Dionne on Rove via washpost.com:
Most astonishingly, Rove tried to make the case that Bush's tax cuts actually left the rich paying more. Everyone knows the Bush cuts in levies on dividends, capital gains and inheritances overwhelmingly benefited the wealthy. But here was Rove playing class politics by arguing that the wealthy now pay a larger share of total income taxes than they did before Bush.

This is statistical flimflam, of course. It leaves out payroll taxes, which hit most Americans the hardest. And the wealthy are paying more of the total share of income taxes, even though their rates are much lower, because their share of national income has gone up. Rove's numbers actually prove the rich are getting richer. But the fact that Rove tried to sound like William Jennings Bryan is the surest indicator that the administration is worried about its image as protector of the privileged.

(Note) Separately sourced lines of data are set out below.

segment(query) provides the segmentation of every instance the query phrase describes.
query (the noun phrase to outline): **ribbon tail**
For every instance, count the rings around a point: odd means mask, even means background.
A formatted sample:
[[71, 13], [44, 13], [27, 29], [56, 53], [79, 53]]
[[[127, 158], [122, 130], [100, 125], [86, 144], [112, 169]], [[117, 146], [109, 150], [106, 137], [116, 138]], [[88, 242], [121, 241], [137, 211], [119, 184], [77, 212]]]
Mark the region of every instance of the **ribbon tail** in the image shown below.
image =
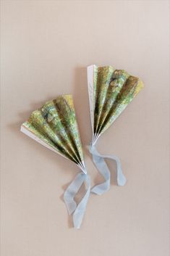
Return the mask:
[[[85, 196], [77, 206], [75, 197], [82, 183], [85, 182], [87, 190]], [[90, 192], [90, 181], [88, 175], [80, 173], [72, 181], [64, 193], [64, 201], [69, 215], [73, 213], [73, 224], [75, 228], [80, 228], [85, 212], [87, 203]]]
[[69, 215], [71, 215], [77, 207], [77, 203], [74, 198], [83, 183], [84, 180], [83, 173], [78, 173], [64, 193], [64, 201]]
[[88, 176], [86, 176], [85, 185], [87, 188], [85, 194], [79, 203], [75, 212], [73, 213], [73, 223], [75, 228], [80, 228], [90, 194], [90, 179]]
[[111, 159], [116, 161], [117, 165], [117, 184], [119, 186], [124, 186], [125, 184], [126, 178], [122, 173], [120, 160], [116, 156], [102, 155], [98, 153], [95, 146], [92, 144], [90, 146], [89, 150], [93, 155], [93, 161], [95, 165], [105, 179], [105, 182], [98, 184], [92, 188], [91, 191], [93, 193], [101, 195], [107, 191], [110, 188], [110, 170], [104, 160], [104, 158]]

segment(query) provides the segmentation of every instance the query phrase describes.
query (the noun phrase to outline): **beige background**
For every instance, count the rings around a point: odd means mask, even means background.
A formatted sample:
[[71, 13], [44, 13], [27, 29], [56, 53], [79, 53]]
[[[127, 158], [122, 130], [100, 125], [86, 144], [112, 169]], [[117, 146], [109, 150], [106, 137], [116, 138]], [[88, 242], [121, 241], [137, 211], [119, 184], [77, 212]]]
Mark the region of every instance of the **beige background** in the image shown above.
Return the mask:
[[[169, 2], [1, 1], [1, 256], [169, 255]], [[20, 132], [43, 102], [72, 94], [85, 159], [86, 67], [111, 65], [145, 88], [101, 138], [128, 182], [92, 195], [80, 231], [61, 200], [77, 167]]]

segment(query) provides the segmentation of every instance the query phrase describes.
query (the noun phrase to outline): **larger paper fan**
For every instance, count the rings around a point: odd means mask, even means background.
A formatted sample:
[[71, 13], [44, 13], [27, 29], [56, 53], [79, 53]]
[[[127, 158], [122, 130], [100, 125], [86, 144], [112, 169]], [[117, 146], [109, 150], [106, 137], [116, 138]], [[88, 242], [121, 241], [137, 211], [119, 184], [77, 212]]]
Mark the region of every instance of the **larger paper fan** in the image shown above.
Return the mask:
[[[75, 211], [74, 226], [80, 228], [90, 193], [90, 181], [86, 175], [72, 96], [63, 95], [47, 102], [31, 114], [29, 120], [22, 125], [21, 131], [74, 162], [83, 172], [76, 176], [64, 194], [69, 213]], [[77, 207], [74, 197], [83, 182], [88, 190]]]
[[[88, 83], [93, 130], [90, 152], [93, 153], [95, 165], [98, 170], [100, 169], [99, 171], [103, 174], [106, 182], [93, 189], [94, 193], [101, 194], [104, 189], [109, 189], [110, 183], [110, 174], [103, 158], [111, 158], [116, 161], [119, 185], [124, 184], [125, 178], [122, 173], [118, 157], [101, 156], [94, 145], [99, 136], [115, 121], [138, 94], [143, 87], [143, 83], [139, 78], [128, 74], [123, 70], [116, 70], [111, 66], [97, 67], [96, 65], [88, 67]], [[101, 157], [101, 162], [103, 162], [101, 167], [97, 157]], [[103, 171], [106, 168], [108, 171]], [[98, 191], [97, 188], [99, 189], [99, 187], [103, 189]]]

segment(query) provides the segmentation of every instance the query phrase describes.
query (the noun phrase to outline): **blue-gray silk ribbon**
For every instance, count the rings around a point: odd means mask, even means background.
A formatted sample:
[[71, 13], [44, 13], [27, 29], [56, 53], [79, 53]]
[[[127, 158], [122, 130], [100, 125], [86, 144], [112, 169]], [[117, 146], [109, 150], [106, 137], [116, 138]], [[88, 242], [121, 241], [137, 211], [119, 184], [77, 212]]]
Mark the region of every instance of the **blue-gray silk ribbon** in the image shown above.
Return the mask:
[[91, 192], [101, 195], [107, 191], [110, 188], [111, 173], [108, 165], [104, 160], [105, 158], [116, 161], [117, 165], [117, 184], [119, 186], [124, 186], [125, 184], [126, 178], [122, 170], [120, 160], [116, 156], [99, 154], [93, 144], [90, 144], [89, 151], [93, 156], [93, 161], [98, 172], [105, 179], [103, 183], [94, 186], [91, 189]]
[[[81, 186], [85, 183], [86, 191], [78, 204], [75, 201], [75, 197], [78, 193]], [[64, 201], [69, 215], [72, 214], [73, 225], [75, 228], [80, 228], [85, 212], [87, 203], [90, 193], [90, 179], [88, 174], [79, 173], [64, 193]]]

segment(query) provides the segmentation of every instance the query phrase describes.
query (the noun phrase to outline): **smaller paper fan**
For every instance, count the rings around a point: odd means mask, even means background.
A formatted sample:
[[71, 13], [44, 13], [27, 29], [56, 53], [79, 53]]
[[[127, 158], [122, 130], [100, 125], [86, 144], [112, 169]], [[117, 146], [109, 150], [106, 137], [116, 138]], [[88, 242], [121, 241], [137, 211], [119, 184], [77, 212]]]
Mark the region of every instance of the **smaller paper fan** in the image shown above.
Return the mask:
[[88, 67], [93, 143], [119, 117], [143, 87], [143, 82], [111, 66]]
[[47, 102], [31, 114], [21, 131], [74, 162], [86, 173], [72, 95]]

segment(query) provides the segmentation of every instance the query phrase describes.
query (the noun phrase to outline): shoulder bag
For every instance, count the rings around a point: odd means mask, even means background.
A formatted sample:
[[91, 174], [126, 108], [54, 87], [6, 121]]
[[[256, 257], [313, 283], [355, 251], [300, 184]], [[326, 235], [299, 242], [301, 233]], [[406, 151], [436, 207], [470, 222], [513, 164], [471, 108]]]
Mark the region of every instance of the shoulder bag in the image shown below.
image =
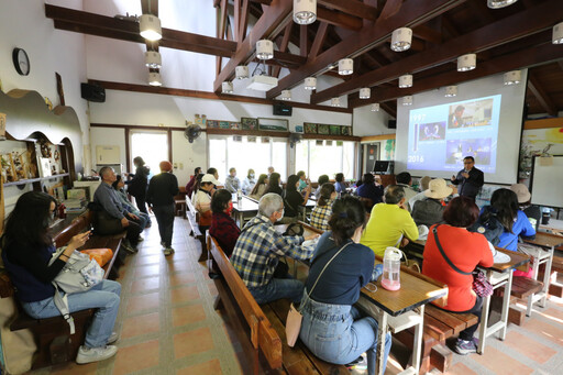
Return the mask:
[[[322, 274], [324, 273], [324, 269], [329, 266], [329, 264], [344, 250], [347, 245], [350, 245], [353, 242], [346, 243], [344, 246], [342, 246], [336, 254], [334, 254], [329, 262], [324, 265], [321, 273], [317, 277], [317, 280], [314, 282], [311, 291], [307, 294], [307, 299], [311, 296], [312, 291], [314, 290], [314, 287], [317, 286], [317, 283], [319, 283], [319, 279], [321, 278]], [[301, 315], [301, 311], [298, 310], [294, 302], [289, 306], [289, 312], [287, 313], [287, 320], [286, 320], [286, 338], [287, 338], [287, 345], [290, 348], [294, 348], [297, 338], [299, 337], [299, 331], [301, 331], [301, 321], [303, 319], [303, 316]]]
[[459, 274], [473, 275], [472, 288], [473, 288], [473, 291], [475, 291], [475, 294], [477, 296], [488, 297], [488, 296], [493, 295], [493, 286], [487, 280], [487, 278], [485, 277], [485, 274], [482, 271], [475, 269], [473, 272], [463, 272], [460, 268], [457, 268], [455, 266], [455, 264], [452, 263], [452, 261], [450, 261], [450, 258], [445, 255], [444, 250], [442, 249], [442, 245], [440, 244], [440, 240], [438, 240], [438, 230], [437, 230], [438, 227], [440, 227], [440, 225], [435, 225], [434, 228], [432, 228], [432, 233], [434, 233], [434, 240], [435, 240], [438, 250], [440, 250], [440, 253], [442, 254], [445, 262], [450, 265], [450, 267], [452, 267], [453, 271], [455, 271]]

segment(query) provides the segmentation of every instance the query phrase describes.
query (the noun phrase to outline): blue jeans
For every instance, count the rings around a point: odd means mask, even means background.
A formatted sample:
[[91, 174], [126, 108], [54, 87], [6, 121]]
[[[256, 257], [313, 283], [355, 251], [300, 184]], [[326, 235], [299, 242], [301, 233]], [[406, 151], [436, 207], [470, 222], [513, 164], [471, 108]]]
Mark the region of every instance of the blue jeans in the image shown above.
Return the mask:
[[[299, 338], [319, 359], [334, 364], [347, 364], [367, 352], [367, 374], [375, 375], [377, 354], [377, 321], [361, 318], [350, 305], [317, 302], [303, 293]], [[391, 335], [385, 338], [384, 368], [391, 349]]]
[[294, 302], [299, 302], [303, 295], [303, 283], [291, 278], [272, 278], [268, 284], [249, 288], [252, 297], [258, 305], [275, 301], [276, 299], [287, 298]]
[[[108, 342], [118, 317], [120, 294], [121, 284], [102, 280], [88, 291], [68, 295], [70, 312], [97, 309], [86, 332], [85, 345], [87, 348], [100, 348]], [[60, 316], [53, 297], [35, 302], [22, 302], [22, 307], [30, 317], [35, 319]]]

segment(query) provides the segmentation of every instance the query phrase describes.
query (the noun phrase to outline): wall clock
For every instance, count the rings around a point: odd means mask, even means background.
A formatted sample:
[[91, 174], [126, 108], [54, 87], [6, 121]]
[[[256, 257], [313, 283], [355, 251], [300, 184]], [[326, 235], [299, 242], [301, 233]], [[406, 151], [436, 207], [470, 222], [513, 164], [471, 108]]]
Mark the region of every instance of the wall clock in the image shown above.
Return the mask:
[[20, 76], [27, 76], [30, 74], [30, 57], [27, 53], [22, 48], [13, 48], [12, 60], [15, 71]]

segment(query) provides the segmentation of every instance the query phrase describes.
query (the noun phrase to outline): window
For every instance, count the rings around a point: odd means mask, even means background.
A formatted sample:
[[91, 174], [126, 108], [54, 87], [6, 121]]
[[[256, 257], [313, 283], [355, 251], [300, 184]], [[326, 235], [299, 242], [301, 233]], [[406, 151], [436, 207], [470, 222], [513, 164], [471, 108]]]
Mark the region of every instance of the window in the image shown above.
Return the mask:
[[243, 179], [250, 168], [256, 177], [266, 174], [269, 166], [287, 177], [287, 140], [262, 136], [212, 136], [209, 139], [209, 166], [217, 168], [219, 180], [224, 181], [229, 169], [236, 168]]
[[303, 140], [296, 145], [296, 170], [305, 170], [312, 181], [320, 175], [342, 172], [344, 178], [354, 178], [354, 142]]

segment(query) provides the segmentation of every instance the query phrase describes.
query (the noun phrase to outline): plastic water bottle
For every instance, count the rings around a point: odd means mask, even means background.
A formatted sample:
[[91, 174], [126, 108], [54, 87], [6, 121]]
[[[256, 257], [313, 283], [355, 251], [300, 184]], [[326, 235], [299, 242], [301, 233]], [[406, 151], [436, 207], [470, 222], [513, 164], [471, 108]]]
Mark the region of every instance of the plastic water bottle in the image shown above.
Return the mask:
[[387, 290], [400, 288], [400, 258], [402, 253], [397, 247], [385, 249], [383, 256], [382, 286]]

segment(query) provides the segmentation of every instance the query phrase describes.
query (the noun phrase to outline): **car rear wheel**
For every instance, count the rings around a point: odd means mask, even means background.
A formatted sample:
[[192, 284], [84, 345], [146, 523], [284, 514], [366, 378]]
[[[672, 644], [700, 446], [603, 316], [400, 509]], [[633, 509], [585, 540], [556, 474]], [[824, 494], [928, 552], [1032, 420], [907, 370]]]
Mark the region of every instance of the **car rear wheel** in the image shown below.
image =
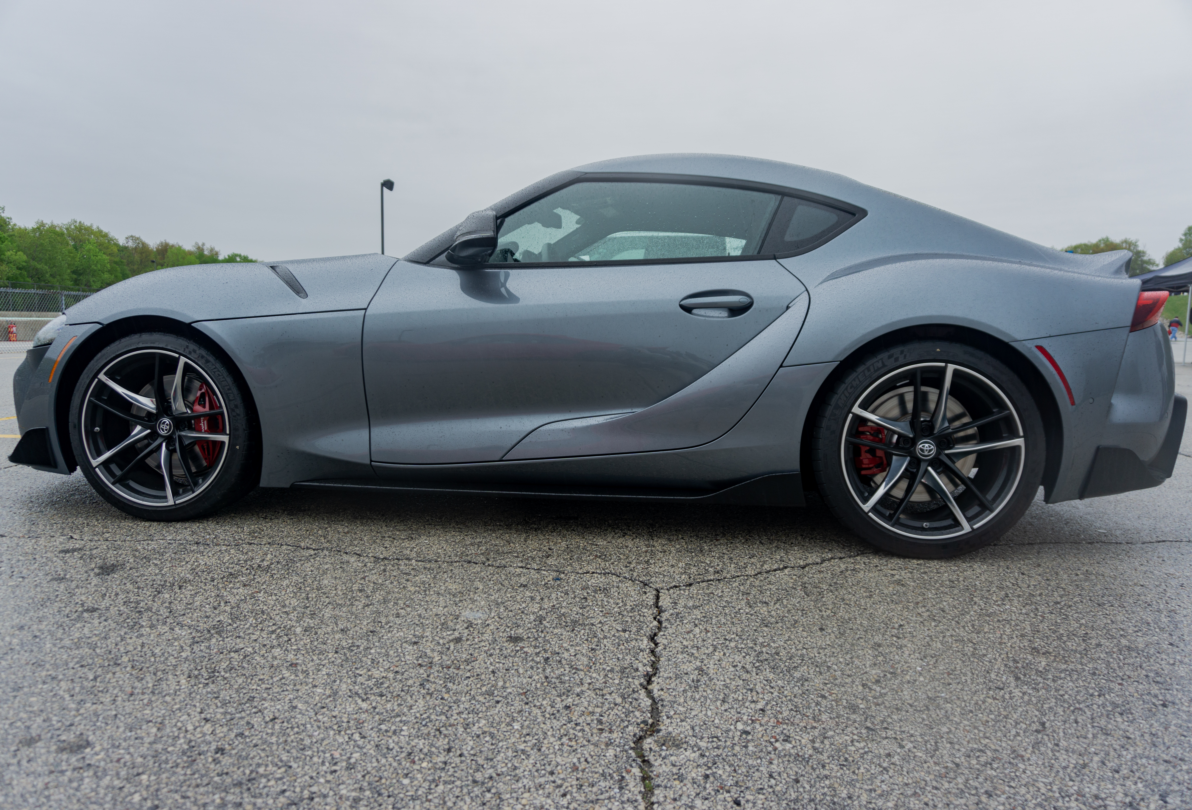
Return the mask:
[[253, 488], [255, 430], [224, 363], [175, 335], [117, 341], [83, 370], [70, 441], [91, 485], [149, 521], [185, 521]]
[[820, 409], [815, 479], [879, 548], [948, 557], [995, 541], [1043, 478], [1043, 423], [1022, 381], [968, 345], [914, 342], [850, 368]]

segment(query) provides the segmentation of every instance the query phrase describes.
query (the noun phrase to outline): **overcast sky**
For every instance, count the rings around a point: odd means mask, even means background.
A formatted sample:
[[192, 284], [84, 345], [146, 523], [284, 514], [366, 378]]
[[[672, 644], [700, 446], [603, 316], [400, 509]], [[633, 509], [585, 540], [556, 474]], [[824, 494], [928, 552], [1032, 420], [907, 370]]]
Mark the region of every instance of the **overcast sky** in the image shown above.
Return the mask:
[[801, 163], [1063, 247], [1192, 225], [1192, 2], [0, 0], [0, 205], [401, 255], [553, 172]]

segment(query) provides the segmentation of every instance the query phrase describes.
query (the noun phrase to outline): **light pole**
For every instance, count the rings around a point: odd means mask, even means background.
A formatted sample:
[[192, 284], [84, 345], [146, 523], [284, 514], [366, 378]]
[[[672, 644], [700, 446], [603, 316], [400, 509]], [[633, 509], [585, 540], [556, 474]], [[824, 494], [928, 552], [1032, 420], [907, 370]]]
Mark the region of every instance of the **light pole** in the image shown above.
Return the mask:
[[393, 191], [392, 180], [380, 181], [380, 254], [385, 255], [385, 189]]
[[1184, 307], [1184, 360], [1181, 363], [1187, 363], [1188, 361], [1188, 318], [1192, 318], [1192, 284], [1188, 285], [1187, 289], [1187, 304]]

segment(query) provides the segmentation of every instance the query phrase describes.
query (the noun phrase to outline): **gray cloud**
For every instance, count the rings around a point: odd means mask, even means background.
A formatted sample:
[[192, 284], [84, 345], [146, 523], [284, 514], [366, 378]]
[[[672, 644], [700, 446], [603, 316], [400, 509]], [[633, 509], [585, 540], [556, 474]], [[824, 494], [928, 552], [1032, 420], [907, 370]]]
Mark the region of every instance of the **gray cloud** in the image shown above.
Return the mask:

And in today's NYT Letters:

To the Editor:

Re "Senate Approves 2-Year Extension of Bush Tax Cuts" (front page, May 12):

Let me see if I have this straight. Under the extended Bush tax cut plan, a person with income over $1 million a year will save about $42,700, close to my total yearly salary. A working stiff like me, making between $40,000 to $50,000 a year, will save $47, the cost of a tank of gas.

I think that I can now really appreciate just how important the average American is to this Republican Congress and president.

John Scalise
Mount Pleasant, Mich., May 12, 2006



To the Editor:

The entire Democratic leadership should stand up as a united group and say that these tax cuts that largely benefit the country's wealthiest taxpayers are morally indefensible.

That empty slogan "a rising tide lifts all boats" is still an empty phrase.